いまは、わかる方だけ、おいでいただければ。

いちばん最後?

2018-08-26 14:28:24 | にゃんころ
物書きをやっておりますと、世間で使われる表現がいろいろと気になってまいります。

「いちばん最後」なんかがその典型ですね。
いちばん終わりのことを最後というのですから、2番目の最後というものはありません。
つまり「いちばん最後」とは「腹痛が痛い」といっているのと同じです。

「全然平気」も、全然平気ではないです。
本来「全然」の後ろには否定形、つまり「全然〇〇ない」と使うものです。
だから「全然大丈夫」や「全員似合う」は,大丈夫でもないし似合ってもいないことになります。

「勝利する」も耳障りですね。
「~する」は「行為の後ろにつく」もので、名詞の後ろにはつきません。
「運転する」「ドライブする」とはいうけど、「自動車する」とはいわないでしょ。
日本には昔から「勝つ」「勝利を収める」という立派な日本語があるのですから。

もともとこの「勝利する」を使い始めたのは、数十年前の学生運動の連中です。
「次の闘争には必ず勝利するぞ」と。
で、その連中が社会人になっても使いまくったものだから、まるで正しい日本語のように市民権を得てしまい、若い連中が「ネットする」「パソコンする」とかいうようになってしまったわけです。

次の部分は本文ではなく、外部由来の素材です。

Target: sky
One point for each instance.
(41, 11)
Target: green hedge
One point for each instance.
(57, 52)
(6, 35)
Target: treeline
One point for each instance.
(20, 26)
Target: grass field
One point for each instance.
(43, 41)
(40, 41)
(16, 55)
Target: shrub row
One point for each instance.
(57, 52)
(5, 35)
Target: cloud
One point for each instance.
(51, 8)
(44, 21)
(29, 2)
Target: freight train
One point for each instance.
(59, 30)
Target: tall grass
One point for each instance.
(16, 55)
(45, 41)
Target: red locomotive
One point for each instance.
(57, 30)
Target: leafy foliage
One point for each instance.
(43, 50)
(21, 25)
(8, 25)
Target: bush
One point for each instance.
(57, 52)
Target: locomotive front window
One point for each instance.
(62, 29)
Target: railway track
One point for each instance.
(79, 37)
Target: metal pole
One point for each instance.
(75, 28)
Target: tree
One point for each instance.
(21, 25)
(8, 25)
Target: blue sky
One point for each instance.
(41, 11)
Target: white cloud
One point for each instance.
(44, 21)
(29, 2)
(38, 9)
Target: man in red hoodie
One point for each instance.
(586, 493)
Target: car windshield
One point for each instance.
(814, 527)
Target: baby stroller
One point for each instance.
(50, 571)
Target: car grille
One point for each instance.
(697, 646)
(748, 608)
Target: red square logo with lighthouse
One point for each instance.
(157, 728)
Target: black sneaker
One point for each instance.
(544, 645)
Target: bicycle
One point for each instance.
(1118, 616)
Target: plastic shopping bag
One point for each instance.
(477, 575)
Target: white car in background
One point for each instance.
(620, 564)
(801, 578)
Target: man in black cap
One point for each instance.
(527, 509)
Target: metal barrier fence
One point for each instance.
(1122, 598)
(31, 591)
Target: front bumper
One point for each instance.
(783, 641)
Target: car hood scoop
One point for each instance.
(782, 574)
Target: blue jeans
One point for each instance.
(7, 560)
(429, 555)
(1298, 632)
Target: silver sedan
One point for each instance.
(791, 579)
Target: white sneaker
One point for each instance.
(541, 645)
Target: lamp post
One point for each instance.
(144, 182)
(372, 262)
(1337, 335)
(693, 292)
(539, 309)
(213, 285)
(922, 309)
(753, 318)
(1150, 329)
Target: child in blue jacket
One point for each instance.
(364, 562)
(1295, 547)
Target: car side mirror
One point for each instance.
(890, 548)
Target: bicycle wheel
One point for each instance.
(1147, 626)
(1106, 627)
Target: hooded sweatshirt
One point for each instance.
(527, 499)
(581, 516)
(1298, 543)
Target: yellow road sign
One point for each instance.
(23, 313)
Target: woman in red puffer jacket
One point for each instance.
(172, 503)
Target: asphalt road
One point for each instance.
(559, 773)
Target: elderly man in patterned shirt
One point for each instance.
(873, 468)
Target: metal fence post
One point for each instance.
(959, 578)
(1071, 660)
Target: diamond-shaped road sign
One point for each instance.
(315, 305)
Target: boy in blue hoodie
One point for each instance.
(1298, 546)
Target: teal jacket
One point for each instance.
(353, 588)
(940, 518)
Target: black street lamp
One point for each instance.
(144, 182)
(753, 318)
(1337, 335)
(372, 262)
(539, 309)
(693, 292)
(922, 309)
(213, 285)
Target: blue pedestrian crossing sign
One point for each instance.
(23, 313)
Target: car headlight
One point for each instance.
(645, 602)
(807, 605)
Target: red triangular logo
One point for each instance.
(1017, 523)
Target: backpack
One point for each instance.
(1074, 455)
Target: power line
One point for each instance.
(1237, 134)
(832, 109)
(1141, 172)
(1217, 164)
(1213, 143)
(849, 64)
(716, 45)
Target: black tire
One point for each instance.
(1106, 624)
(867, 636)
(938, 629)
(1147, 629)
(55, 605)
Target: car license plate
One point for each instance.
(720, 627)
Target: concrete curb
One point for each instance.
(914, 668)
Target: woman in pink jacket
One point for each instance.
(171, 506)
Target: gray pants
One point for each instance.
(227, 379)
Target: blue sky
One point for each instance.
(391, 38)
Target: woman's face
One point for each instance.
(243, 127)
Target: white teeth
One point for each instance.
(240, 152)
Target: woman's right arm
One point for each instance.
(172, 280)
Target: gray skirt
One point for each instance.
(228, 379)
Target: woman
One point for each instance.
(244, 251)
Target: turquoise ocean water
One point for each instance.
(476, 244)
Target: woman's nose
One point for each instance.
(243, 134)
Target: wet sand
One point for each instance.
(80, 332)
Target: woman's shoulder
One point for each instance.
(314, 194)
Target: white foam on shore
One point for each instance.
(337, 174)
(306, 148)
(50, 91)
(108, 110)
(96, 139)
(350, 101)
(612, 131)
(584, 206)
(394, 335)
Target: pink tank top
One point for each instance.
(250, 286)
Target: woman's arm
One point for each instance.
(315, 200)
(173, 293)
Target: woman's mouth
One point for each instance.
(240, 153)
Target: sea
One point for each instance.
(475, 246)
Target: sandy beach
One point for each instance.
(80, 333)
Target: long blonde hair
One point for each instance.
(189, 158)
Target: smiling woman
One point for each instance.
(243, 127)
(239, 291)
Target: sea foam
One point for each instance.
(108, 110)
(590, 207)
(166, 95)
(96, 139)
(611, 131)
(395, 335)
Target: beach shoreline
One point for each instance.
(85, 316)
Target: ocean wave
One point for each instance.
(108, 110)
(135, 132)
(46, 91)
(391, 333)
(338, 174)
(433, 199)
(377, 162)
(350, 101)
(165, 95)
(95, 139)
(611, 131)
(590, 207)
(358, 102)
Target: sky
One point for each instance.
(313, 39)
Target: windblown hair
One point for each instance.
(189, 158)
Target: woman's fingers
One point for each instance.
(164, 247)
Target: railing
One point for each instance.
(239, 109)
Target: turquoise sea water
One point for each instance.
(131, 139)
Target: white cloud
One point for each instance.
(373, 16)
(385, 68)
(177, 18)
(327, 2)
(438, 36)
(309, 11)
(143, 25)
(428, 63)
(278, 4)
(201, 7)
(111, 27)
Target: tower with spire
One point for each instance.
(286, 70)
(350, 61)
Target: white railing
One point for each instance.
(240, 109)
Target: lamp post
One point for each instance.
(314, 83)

まあこれは他にも下地があって、昔から「電話する」といいますよね。
私は親から躾けられて「電話をかける」といいますが、「電話する」は先ほどの「自動車する」と同じ意味で間違っているのです。

このあたりはすべての日本語が正しく使われているわけではないし、私も日本語学者ではないし、明治や大正の時代はいまと違うことばが使われていたのでの、あまり細かくいうのもどうなのかと思います。


ただ、どうしても許せないのは、「感動をありがとう」「勇気をもらった」です。

感動や勇気とは、もともと自分の中から湧き上がってくるもので、誰かに与えてもらうものではありません。
アジア大会で池江が6冠を達成して、そりゃ感動もするし勇気も湧いてきます。
しかし、それは池江が天性の才能と猛烈な練習によって得られたものを見て「間接的に」感動し勇気が湧くものであって、彼女から直接貰ったものではありません。

「感動した」「自分も勇気を持てた」でよいではありませんか。
相手がくれたのは、感動や勇気の「きっかけ」にすぎないのですから。


それからネットを使う人の多くに見られる傾向ですが、自分の発言のなかに「(笑)」を使う人がたくさんいます。
本来「(笑)」はインタビューなどで他人の発言を聞き、その相手が笑った時に使う技法であって、自分の発言につけるものではありません。
「わっはっは」「うふふ」とでも書けばよいではありませんか。

「w」に至っては、どれだけまともな事が書かれていても、使っているだけで「あ、この人は馬鹿だな」と思われてしまいます。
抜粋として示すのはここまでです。